A marcha entra nesta sexta-feira no Distrito Federal e avança mais 17 km pela BR-060. O acampamento montado em Alexânia na fazenda Ribeirão das Lages, será transferido para um local conhecido como Casa do Índio, no município de Engenho das Lages. Os sem-terra passarão o fim de semana em Taguatinga. Sábado acampam nas proximidades da Embrapa e domingo fazem um ato em Taguatinga, na frente da residência oficial do governador Joaquim Roriz (PMDB).
A chegada a Brasília ocorre segunda-feira (16) . Hoje não houve marcha e o dia no acampamento foi dedicado a estudos de temas como o agronegócio e a Alca. As cartilhas são lidas e discutidas em grupos. Uma delas, "A Natureza do Agronegócio no Brasil", editada pela Via Campesina, foi patrocinada pela Associação dos Engenheiros da Petrobrás (Aepet) e pelo Sincopetro, e ataca os transgênicos e o sistema agroexportador.
Já o jornal da Pastoral da Terra, também usado nos estudos, critica o "hidronegócio" e propõe resistência à cobrança pelo uso da água.
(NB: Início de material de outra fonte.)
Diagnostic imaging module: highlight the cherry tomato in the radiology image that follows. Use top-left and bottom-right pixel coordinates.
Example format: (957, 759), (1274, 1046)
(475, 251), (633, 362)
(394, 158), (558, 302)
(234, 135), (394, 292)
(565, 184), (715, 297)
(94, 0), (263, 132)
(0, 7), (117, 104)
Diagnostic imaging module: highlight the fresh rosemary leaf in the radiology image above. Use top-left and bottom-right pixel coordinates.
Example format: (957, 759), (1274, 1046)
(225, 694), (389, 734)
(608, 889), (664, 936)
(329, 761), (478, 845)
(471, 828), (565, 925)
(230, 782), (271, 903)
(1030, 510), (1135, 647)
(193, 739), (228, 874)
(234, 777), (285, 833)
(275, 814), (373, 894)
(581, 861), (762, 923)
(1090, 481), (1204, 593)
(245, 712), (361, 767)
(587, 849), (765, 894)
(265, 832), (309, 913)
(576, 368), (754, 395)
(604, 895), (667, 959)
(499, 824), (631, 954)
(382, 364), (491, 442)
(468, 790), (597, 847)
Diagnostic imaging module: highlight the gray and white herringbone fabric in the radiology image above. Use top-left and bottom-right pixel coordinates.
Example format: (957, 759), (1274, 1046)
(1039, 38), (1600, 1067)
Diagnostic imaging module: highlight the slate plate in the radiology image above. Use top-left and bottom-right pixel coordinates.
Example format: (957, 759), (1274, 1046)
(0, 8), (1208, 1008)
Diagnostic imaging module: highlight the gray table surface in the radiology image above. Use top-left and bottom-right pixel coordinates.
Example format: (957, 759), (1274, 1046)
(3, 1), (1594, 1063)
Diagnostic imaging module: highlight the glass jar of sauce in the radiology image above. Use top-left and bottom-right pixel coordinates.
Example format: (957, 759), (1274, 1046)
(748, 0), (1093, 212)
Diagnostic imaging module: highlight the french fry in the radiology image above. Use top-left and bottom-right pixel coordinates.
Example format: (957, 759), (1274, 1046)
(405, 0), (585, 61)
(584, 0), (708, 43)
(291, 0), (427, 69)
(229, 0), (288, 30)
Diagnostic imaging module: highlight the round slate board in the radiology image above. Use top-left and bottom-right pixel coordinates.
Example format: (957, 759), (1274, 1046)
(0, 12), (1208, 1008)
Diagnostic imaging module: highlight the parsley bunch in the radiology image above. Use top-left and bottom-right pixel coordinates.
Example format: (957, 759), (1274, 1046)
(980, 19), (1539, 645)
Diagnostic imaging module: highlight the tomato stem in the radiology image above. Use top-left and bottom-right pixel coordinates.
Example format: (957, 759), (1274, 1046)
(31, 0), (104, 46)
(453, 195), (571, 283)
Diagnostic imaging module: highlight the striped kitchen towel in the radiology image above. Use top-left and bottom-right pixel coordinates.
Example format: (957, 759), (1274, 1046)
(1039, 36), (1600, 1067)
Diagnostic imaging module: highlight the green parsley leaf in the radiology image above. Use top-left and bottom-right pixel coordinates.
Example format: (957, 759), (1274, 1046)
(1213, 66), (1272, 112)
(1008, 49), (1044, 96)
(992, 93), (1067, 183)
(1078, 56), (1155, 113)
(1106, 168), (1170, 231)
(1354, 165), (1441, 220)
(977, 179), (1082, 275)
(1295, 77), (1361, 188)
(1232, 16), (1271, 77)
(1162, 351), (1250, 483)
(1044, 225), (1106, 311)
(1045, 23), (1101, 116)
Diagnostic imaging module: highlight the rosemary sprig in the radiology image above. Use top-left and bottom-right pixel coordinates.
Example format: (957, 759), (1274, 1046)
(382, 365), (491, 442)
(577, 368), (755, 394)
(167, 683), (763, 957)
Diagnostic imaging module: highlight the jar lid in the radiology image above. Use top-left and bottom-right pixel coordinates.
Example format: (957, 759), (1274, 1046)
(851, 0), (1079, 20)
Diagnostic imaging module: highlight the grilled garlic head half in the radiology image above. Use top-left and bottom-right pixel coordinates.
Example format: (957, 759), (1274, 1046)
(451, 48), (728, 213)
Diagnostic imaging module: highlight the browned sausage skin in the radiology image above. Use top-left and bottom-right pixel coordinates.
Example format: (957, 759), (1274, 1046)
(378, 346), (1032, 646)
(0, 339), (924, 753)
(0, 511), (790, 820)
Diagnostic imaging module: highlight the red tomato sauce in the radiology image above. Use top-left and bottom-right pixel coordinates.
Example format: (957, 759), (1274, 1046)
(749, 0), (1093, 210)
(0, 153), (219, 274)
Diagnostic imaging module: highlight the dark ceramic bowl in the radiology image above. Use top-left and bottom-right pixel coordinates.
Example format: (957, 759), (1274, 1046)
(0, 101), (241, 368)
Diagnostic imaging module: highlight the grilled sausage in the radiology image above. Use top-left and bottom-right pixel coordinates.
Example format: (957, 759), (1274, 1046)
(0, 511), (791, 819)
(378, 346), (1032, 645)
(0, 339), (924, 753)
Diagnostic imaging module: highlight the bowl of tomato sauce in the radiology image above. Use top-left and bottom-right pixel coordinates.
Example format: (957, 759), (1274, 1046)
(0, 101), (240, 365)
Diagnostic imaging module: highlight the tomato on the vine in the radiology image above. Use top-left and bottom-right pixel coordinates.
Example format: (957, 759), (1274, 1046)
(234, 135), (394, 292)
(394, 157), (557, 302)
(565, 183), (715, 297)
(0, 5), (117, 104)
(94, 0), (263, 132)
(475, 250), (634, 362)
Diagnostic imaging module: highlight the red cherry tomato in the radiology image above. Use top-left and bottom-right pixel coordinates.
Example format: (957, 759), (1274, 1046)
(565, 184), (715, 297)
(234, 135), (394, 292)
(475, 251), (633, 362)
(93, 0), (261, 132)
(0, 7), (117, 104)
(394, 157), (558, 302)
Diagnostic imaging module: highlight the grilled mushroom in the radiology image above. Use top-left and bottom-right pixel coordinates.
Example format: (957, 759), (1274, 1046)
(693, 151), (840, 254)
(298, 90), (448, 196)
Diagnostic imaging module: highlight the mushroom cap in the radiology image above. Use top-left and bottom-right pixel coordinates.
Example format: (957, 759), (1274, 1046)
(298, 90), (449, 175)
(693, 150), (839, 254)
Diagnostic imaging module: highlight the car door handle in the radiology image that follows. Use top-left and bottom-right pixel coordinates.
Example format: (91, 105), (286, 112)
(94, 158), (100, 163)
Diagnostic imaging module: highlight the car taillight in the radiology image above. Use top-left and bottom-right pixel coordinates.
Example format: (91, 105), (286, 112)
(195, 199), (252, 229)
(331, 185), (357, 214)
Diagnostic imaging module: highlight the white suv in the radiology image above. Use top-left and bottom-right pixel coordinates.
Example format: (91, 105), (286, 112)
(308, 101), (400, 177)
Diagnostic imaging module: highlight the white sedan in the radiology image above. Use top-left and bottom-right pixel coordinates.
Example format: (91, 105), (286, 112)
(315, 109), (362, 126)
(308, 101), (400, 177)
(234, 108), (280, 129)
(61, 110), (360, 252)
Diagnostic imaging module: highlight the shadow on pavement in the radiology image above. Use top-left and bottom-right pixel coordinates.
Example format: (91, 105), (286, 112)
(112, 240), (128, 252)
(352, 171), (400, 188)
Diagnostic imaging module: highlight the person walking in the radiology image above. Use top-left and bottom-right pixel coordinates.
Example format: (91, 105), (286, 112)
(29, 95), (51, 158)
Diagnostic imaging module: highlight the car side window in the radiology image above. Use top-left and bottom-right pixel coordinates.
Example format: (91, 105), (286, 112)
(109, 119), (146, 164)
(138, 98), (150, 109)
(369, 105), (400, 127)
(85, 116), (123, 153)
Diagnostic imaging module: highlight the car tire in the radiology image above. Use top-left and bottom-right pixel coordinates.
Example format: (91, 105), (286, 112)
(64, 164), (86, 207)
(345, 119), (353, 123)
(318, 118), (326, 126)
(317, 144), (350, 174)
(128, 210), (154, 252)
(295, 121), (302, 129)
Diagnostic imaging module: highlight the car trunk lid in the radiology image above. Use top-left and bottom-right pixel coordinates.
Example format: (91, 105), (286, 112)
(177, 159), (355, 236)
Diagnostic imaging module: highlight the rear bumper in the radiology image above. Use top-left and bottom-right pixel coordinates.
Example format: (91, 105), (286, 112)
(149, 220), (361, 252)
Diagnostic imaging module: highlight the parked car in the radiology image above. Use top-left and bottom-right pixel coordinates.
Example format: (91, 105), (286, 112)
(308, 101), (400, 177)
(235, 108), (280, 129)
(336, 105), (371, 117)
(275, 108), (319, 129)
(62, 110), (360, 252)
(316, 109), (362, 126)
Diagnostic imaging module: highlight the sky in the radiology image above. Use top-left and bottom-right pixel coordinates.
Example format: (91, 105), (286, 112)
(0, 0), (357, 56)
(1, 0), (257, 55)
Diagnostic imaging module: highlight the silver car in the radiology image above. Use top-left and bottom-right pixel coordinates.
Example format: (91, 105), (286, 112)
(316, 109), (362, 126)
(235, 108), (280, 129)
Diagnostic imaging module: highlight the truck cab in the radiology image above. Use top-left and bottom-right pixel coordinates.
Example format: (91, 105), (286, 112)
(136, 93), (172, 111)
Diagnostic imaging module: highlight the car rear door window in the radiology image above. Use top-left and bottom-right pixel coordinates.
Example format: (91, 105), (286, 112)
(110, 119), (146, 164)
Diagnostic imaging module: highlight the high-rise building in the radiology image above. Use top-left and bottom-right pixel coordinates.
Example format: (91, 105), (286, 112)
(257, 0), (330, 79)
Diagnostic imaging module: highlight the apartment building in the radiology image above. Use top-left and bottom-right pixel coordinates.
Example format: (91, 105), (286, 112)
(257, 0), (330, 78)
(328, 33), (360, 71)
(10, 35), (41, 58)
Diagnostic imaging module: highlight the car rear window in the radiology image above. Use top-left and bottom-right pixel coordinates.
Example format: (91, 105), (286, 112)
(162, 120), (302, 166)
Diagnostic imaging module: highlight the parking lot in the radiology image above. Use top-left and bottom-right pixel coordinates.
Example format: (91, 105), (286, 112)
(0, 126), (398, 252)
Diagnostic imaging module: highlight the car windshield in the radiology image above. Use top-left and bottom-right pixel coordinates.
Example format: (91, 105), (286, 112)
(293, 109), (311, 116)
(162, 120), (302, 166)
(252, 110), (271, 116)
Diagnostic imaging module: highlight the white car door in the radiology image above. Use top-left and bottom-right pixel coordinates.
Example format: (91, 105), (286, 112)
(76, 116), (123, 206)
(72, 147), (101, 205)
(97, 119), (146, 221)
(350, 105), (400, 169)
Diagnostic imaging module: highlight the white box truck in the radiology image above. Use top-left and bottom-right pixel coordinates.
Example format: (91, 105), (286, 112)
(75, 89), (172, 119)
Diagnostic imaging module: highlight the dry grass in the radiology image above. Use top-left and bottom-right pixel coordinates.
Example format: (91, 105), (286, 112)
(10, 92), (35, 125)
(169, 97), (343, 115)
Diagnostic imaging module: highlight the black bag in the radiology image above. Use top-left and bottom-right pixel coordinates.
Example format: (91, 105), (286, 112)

A cartilha "Como Organizar Assembléias Populares" termina com um questionário sobre a Alca e a dívida externa e diz que é preciso "radicalizar a democracia". Entre as alternativas para "mudar o Brasil", propõe que seja estabelecido o tamanho da propriedade rural em no máximo 1 mil hectares "e desapropriar todas as demais".
Os participantes recebem livros de Marx, Lênin, Florestan Fernandes e sobre Che Guevara. Segundo Mauro, os temas não visam a doutrinação, mas a discussão de questões importantes para o País. Os livros foram entregues aleatoriamente para estimular a leitura.
CNBB
O bispo da cidade de Goiás, d. Eugênio Rixen, visitou o acampamento e entregou mensagem da Conferência Nacional dos Bispos do Brasil (CNBB) de apoio à marcha. O documento, assinado por d. Geraldo Majella Agnelo, presidente da CNBB, d. Antonio Celso de Queiroz, vice-presidente, e d. Odilo Pedro Scherer, secretário-geral, endossa as reivindicações "para uma ordem mais justa no campo e na cidade".
A caravana já percorreu 147 quilômetros, desde a concentração, em Goiânia, no dia 1º. O número de participantes aumentou de 11 para 12 mil e pode crescer mais com a aproximação de Brasília. O MST espera a chegada das delegações de outros movimentos sociais, como os sem-teto. O governo do DF enviou ambulâncias para acompanhar o deslocamento dos sem-terra. O policiamento que acompanha a marcha será reforçado a partir desta sexta.
Segundo o inspetor da Polícia Rodoviária Federal (PRF), Marcos José Cordeiro, com a aproximação de Brasília e o aumento na caravana, as dificuldades para ordenar o trânsito tornam-se maiores. O número de viaturas aumenta de 10 para 14 e o de policiais de 30 para 40. "Teremos um helicóptero para dar suporte", disse.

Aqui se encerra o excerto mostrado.